We also propose the use of the Siamese network for downstream use in a clinical setting, where earlier scans from patients are used to train and fine-tune the algorithm for clustering of scans at later time points. In this setting, cross-validation is done by splitting the ADNI dataset such that earlier scans of patients belong to the training dataset, and later scans belong to the validation dataset. It is ensured that no scans from a patient can be present in the validation dataset if a later scan exists in the training dataset. This setting is more clinically practical, because early scans of subjects could always be used to train models to classifying the future diagnosis. For this proposed application of the Siamese network, Table 11 still shows that the Siamese network has better SPEC (0.9430) and BACC (0.9280) in classifying scans at later time points in the comparison to the other benchmarks methods, including a 3D VGG-Net.

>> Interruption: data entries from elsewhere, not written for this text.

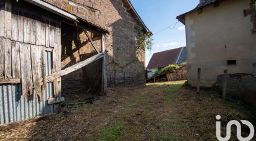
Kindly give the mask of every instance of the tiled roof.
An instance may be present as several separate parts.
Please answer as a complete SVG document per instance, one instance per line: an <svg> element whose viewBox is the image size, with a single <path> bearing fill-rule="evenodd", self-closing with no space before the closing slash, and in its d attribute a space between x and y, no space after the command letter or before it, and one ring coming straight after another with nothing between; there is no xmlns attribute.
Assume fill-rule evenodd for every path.
<svg viewBox="0 0 256 141"><path fill-rule="evenodd" d="M147 68L163 68L176 64L181 49L182 47L180 47L153 53Z"/></svg>
<svg viewBox="0 0 256 141"><path fill-rule="evenodd" d="M213 4L214 2L219 2L221 0L201 0L200 2L198 4L198 5L194 9L177 16L176 17L176 19L177 19L178 20L180 20L180 22L181 22L183 24L185 24L185 15L186 15L187 14L191 13L191 12L196 11L198 9L203 8L205 6L208 6L209 4Z"/></svg>
<svg viewBox="0 0 256 141"><path fill-rule="evenodd" d="M182 48L180 55L177 61L178 65L181 65L183 63L186 61L186 47L185 47Z"/></svg>

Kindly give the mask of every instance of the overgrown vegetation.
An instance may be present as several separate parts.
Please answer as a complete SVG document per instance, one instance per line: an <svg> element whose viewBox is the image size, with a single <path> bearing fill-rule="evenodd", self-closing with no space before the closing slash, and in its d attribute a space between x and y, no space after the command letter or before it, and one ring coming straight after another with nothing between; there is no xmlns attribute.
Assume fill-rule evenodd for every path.
<svg viewBox="0 0 256 141"><path fill-rule="evenodd" d="M223 135L231 120L255 121L242 103L224 101L207 89L198 94L182 86L185 82L109 88L93 104L65 107L36 124L0 131L0 140L216 140L217 114ZM242 135L247 137L250 130L243 129ZM231 140L237 140L235 129L232 130Z"/></svg>
<svg viewBox="0 0 256 141"><path fill-rule="evenodd" d="M153 76L159 75L165 73L167 73L170 71L175 70L179 68L181 66L178 65L170 65L165 68L158 69L157 71L155 71Z"/></svg>
<svg viewBox="0 0 256 141"><path fill-rule="evenodd" d="M138 30L139 39L137 40L137 45L139 49L145 50L149 50L151 51L153 45L153 39L151 33L145 33L143 32L143 28L139 25L136 25L135 29Z"/></svg>

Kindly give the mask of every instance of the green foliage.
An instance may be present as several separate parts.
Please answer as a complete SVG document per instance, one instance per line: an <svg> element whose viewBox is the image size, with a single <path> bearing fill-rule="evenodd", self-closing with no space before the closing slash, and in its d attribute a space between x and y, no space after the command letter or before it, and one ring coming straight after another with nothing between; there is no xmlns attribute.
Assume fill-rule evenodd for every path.
<svg viewBox="0 0 256 141"><path fill-rule="evenodd" d="M138 30L139 39L137 45L140 49L151 50L153 45L153 39L150 33L144 34L143 28L139 25L136 25L135 29Z"/></svg>
<svg viewBox="0 0 256 141"><path fill-rule="evenodd" d="M168 66L166 66L163 68L158 69L157 71L155 71L154 76L159 75L162 73L167 73L169 71L172 71L179 68L181 66L178 65L170 65Z"/></svg>
<svg viewBox="0 0 256 141"><path fill-rule="evenodd" d="M166 100L171 100L173 98L173 94L179 91L181 88L183 84L170 84L167 89L167 94L163 98Z"/></svg>
<svg viewBox="0 0 256 141"><path fill-rule="evenodd" d="M110 128L103 131L101 140L122 140L124 125L121 124L115 124Z"/></svg>

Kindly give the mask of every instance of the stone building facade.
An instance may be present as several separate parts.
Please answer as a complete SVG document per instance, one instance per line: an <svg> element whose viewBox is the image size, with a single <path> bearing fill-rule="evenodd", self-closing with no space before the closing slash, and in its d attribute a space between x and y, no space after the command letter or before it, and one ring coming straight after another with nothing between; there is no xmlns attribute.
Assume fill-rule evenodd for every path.
<svg viewBox="0 0 256 141"><path fill-rule="evenodd" d="M144 33L150 32L129 0L43 1L109 32L106 40L107 51L106 73L109 86L145 84L145 50L137 47L139 34L135 27L139 25L143 28ZM78 35L83 36L81 34ZM98 45L100 42L95 42L94 43ZM99 45L96 46L100 47ZM91 45L84 47L72 52L73 58L64 57L62 59L62 68L81 61L80 53L81 50L82 53L83 50L85 52L91 50ZM91 65L94 67L94 65ZM86 81L82 78L82 71L80 70L62 78L62 89L65 91L64 88L69 88L67 91L70 92L78 89L84 91L85 89L80 89ZM90 79L95 80L97 77Z"/></svg>

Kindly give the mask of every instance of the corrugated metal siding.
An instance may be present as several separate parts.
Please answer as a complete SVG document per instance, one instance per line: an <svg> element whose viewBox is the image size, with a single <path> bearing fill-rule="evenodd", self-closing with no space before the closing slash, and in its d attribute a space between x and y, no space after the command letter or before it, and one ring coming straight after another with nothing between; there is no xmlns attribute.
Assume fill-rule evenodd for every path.
<svg viewBox="0 0 256 141"><path fill-rule="evenodd" d="M45 57L46 75L52 73L52 52ZM47 104L47 99L53 95L53 84L46 84L43 101L35 94L25 99L21 93L21 84L0 85L0 124L35 117L53 112L53 106Z"/></svg>

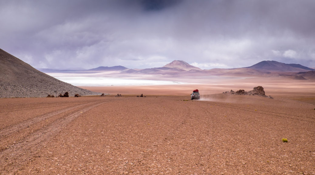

We report our results for diagnosis using Siamese networks for the BIOCARD dataset in Table 5 and Table 6, despite not having significantly better results compared to our baseline methods. We believe that this performance can partly be explained by the unbalanced nature of the BIOCARD dataset, since the subjects were all cognitively normal at baseline. The performance for labels with the latest diagnosis has better performance comparatively. However, the BIOCARD dataset in isolation may not have enough training samples to train a neural network robustly, since the majority of the subjects followed so far are still categorized as controls, with approximately one quarter having progressed to MCI and very few having progressed to AD dementia. Additionally, the ADNI dataset contains large numbers of individuals who were MCI or AD dementia at baseline, thus providing more information regarding scans from subjects with these diagnoses for the training samples. Another factor for the decreased performance could be the overall younger age for subjects in the BIOCARD study compared to the ADNI study; the mean age of the BIOCARD subjects at baseline is approximately 56 years whereas the mean age of the ADNI subjects at baseline is approximately 76 years. Significant asymmetric changes may not manifest in symptomatic subjects at this age for the Siamese network to detect.

Table 5:

Comparison of performance between methods applied on the BIOCARD dataset with diagnostic labels from scan time. Values are displayed as mean (standard deviation).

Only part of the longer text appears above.